Три часа спустя, когда община погружается в глубокий сон, та же юная послушница выскальзывает из своей кельи, пряча под платьем сверток. Вскоре изумительной красоты мужской тенор, спускающийся по улице к реке, доносится через стену. Он поет о юной любви и о женщине с волосами, словно золото, — стихи Петрарки, положенные на запоминающуюся мелодию. Когда песня заканчивается, ей отвечает другой голос, скорее женский, чем мужской, он держит одну высокую, вибрирующую ноту, пока глухой удар чего-то тяжелого о землю по ту сторону стены не прерывает ее.
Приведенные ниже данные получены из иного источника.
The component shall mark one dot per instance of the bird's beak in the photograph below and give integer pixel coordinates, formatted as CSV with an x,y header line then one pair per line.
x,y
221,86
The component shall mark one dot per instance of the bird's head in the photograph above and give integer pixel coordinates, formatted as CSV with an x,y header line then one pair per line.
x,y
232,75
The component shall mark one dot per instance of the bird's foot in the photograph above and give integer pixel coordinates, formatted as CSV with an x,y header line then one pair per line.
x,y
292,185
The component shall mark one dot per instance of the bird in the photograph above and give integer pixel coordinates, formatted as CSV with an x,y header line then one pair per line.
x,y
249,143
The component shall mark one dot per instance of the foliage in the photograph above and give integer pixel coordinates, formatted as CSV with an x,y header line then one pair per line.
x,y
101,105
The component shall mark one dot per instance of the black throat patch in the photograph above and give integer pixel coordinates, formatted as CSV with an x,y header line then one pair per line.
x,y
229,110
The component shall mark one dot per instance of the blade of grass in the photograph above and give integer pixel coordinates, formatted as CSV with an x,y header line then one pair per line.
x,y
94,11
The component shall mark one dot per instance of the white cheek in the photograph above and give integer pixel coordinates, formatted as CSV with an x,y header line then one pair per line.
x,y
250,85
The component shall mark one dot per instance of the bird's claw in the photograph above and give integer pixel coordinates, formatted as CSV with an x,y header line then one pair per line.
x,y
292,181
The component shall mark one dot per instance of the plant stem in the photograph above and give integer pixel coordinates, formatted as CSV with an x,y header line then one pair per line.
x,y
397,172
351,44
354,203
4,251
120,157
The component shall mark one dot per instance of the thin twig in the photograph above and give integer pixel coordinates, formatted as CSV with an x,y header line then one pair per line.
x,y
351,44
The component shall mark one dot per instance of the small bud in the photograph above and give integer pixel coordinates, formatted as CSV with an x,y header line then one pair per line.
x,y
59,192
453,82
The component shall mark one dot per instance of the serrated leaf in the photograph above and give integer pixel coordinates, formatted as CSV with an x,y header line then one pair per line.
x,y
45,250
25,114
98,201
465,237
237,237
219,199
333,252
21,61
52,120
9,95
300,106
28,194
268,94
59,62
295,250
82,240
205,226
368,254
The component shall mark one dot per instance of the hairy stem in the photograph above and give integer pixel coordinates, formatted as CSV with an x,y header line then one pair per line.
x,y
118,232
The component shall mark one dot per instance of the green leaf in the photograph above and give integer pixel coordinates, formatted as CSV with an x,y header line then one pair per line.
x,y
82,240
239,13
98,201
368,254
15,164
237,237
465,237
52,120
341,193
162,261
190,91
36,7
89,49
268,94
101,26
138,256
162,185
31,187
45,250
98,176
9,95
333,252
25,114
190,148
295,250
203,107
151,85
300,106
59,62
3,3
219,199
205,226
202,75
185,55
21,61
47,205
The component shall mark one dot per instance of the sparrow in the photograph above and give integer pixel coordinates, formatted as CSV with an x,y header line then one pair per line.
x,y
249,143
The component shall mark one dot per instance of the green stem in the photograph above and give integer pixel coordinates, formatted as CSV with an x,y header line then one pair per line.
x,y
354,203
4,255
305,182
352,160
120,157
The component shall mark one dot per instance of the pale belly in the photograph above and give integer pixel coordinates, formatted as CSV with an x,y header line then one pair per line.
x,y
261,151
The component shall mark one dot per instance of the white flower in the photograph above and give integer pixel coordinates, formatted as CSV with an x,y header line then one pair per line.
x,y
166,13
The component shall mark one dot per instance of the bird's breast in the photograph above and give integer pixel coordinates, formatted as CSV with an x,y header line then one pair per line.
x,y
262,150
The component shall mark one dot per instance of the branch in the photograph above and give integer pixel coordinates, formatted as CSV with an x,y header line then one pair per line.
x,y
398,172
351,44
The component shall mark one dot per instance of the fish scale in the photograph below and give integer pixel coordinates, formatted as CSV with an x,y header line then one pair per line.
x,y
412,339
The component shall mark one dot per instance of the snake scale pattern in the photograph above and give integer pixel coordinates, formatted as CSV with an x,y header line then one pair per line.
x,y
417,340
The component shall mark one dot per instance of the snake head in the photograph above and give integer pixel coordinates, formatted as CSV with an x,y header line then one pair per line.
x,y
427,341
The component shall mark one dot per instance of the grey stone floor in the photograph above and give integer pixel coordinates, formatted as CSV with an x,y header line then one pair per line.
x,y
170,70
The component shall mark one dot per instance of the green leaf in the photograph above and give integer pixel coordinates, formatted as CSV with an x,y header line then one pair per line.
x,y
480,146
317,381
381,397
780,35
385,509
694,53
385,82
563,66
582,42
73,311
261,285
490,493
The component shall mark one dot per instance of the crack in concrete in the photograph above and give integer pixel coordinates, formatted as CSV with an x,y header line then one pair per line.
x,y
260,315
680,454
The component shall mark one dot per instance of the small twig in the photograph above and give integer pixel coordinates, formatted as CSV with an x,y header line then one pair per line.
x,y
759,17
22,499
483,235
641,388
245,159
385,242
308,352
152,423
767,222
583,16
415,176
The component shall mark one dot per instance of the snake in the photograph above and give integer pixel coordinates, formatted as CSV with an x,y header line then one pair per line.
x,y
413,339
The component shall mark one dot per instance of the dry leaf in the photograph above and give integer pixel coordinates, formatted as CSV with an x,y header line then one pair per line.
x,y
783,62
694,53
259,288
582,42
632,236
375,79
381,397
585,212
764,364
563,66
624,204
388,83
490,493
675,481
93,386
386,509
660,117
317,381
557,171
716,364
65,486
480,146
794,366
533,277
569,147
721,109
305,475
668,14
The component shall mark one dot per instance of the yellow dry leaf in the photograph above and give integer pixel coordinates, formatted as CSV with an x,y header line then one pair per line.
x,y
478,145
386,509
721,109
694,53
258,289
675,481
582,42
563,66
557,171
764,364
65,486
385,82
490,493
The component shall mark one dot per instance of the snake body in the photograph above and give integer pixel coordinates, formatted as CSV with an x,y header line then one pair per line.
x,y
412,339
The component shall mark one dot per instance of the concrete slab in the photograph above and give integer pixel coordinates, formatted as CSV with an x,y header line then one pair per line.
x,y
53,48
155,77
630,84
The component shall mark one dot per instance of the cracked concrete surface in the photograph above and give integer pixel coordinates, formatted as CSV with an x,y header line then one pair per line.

Через три дня та же процедура повторяется в обратном порядке. В ту ночь Серафине особенно везет. В канун карнавала ночная сестра поменяла время своих обходов, и послушница едва успевает закрыться в своей келье, как в коридоре раздаются ее гулкие шаги.
Полностью одетая, девушка лежит на постели, прижимая тяжелый сверток к бьющемуся сердцу, и слушает, как шаги останавливаются у ее двери, медлят, а потом двигаются дальше. В темноте, когда все снова стихает, она разворачивает пакет и ощупывает два тяжелых, недавно выкованных ключа, обернутых письмом.
Теперь они ничем не могут ей повредить. Она готова. Остается только ждать.